I just scheduled a Swarthmore sing for 1:30pm EST this Saturday, and plan to give the video portion a try rather than a concurrent Zoom session.

But I also use zoom's screen-share feature to enable everyone to see the sheet music of whatever we're singing at the moment; can you think of any way for me to duplicate that via your server?

Long-term I think the way to do this is to support the leader copy pasting lyrics in, which can be ephemeral, just for the current song. I haven't written that, though.

Another possibility would be to add screenshare support, which I think the video call API I'm using (Twilio) includes.

If I don't get to that between now and Saturday, I guess have a concurrent zoom session that just stays muted? At least then the call support in bucket brigade means you don't need people to be muting and unmuting all the time.

A followup: We tried the server today, with video, with seven people.
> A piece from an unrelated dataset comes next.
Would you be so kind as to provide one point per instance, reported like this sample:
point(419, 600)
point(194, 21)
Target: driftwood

There were lots of problems where different people weren't shown some other people, just blank white boxes. (Some were close to square, others wide but not high; we suspect the latter were people who had chosen the Don't Show Video option, but the former had opted for video - and in fact could see themselves - but some problem prevented some others from seeing them.) 

One other person got errors saying the video was being used in unsafe ways.

 

We ended up turning video off and using audio only - which was still quite useful.

And we used zoom to screenshare the PDFs of the sheet music.

Thanks for the update! I'll try to reproduce the problem with the blank boxes. Do you know what browser(s) they were using?

Wide white boxes is what is expected if someone chooses not to show video. Squarish white boxes is not supposed to happen.,

Do you happen to have a screenshot or the text of the error talking about the video being used in unsafe ways? Or any more information that would help me debug that? That's very strange.

I was using Chrome, and saw a few of the large white boxes as well a a few normal videos. I don't know what others were using. 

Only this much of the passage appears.